Bank Syariah misalnya, saya kira gagal memenuhi standard syariah, kecuali hanya memenuhi syariah compliant yang bersifat permukaan. Padahal syariah sejatinya bermaksud membawa sifat transaksi keuangan tidak saja sekedar menegakkan aqad dan prinsip tanpa riba, tapi juga bertujuan agar bisnis benar-benar menjamin kesejahteraan secara merata. Pertanyaannya, apakah keberadaan bank syariah telah berhasil mengikis kesenjangan dan meratakan kesejahteraan masyarakat? Saya kira tidak. Bank tetaplah bank. Bank senantiasa melayani pemiliknya dan kemudian nasabahnya yang paling menguntungkan bank tersebut. Itulah sebabnya dalam kebijakan bank ada yang disebut nasabah prioritas karena menyimpan deposito besar pada bank tersebut. Walhasil bank-bank syariah yang ada tak ada bedanya dengan bank-bank umum lainnya, kecualicasingnya saja.

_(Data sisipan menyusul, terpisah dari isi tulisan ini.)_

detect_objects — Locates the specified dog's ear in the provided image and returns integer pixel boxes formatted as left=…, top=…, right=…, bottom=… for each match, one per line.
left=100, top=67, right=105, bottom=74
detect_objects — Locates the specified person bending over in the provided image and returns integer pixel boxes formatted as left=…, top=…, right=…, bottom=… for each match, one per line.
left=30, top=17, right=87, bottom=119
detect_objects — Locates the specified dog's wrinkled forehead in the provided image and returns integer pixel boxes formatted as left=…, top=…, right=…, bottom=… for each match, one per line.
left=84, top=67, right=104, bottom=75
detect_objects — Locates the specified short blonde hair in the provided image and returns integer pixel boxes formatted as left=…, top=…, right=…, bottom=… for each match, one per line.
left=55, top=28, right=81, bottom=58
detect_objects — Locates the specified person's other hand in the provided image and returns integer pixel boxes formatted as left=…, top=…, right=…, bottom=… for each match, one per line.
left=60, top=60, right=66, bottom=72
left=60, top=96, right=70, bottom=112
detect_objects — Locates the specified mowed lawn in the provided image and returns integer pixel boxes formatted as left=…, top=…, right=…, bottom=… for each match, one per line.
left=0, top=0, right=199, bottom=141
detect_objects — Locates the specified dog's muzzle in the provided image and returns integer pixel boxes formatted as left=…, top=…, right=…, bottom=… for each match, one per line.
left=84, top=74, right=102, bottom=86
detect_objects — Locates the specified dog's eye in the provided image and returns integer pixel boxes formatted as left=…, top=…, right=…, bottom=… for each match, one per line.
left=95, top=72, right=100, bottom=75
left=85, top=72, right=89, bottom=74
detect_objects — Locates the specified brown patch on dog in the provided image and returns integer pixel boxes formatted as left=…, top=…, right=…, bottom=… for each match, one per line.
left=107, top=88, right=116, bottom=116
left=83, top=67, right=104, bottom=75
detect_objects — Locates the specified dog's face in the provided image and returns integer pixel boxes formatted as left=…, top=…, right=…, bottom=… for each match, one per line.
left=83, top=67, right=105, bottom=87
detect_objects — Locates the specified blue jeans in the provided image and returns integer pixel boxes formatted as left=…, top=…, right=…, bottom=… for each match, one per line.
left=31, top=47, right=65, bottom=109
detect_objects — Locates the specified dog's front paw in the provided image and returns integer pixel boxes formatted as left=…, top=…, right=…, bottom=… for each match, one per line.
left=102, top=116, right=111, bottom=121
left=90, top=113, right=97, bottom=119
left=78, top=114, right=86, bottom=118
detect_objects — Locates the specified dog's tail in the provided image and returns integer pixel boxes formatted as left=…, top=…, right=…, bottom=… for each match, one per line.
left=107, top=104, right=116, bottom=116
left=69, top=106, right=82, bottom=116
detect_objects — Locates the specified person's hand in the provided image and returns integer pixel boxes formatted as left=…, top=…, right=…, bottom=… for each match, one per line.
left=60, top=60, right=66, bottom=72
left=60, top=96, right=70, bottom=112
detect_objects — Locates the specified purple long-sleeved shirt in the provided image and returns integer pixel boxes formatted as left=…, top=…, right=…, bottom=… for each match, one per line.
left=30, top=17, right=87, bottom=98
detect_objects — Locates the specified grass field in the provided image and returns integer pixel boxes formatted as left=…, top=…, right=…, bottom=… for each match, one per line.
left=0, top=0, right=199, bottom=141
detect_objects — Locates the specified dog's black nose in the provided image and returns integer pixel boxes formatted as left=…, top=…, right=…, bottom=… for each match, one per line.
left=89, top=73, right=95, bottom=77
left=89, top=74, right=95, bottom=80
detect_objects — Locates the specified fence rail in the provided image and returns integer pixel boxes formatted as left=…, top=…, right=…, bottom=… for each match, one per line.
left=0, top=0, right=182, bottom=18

Demikian pun dengan World Muslimah yang diadakan di Indonesia dewasa ini. Kita bisa pastikan bahwa motif kontes tersebut semata-mata bisnis, tapi dengan seenaknya memanipulasi simbol-simbol Islam untuk meraih perhatian publik. Kalau bukan bisnis, tentulah mereka tidak akan mencari-cari sponsor dan menonjolkan logo sponsor itu di setiap media yang mereka gunakan. Prinsip sponsor ialah hanya akan mendukung suatu acara, jika benar-benar memberikan keuntungan, baik terhadap citra lembaga mereka, maupun lainnya. Mereka para perancang acara tersebut mengira akan menuai untung sekaligus amal dengan menggelar acara kontes kecantikan perempuan berbalutkan hijab. Padahal esensi hijab itu ialah menutup celah agar nafsu syahwat laki-laki tidak terbakar ketika melihat si perempuan. Tapi ini malah melenggak-lenggok menebar pesona ragawi kepada penontonnya, dan bahkan sengaja dipublikasikan secara luas. Apakah demikian yang dimaksud dengan hijab?
Memang tampaknya ada kesan, Indonesia hendak dijadikan proyek percontohan mengenai perkawinan ajaran batil dari Barat dengan ajaran Islam yang berakar kuat di negeri ini. Setelah perkawinan demokrasi berjalan, kini berlanjut pada perkawinan kapitalisme agresif dengan syariah di Indonesia. Mereka hendak menghiasi musang dengan bulu ayam supaya mata publik melihat di depan mereka hanya ayam yang jinak, nyatanya musang yang berbahaya.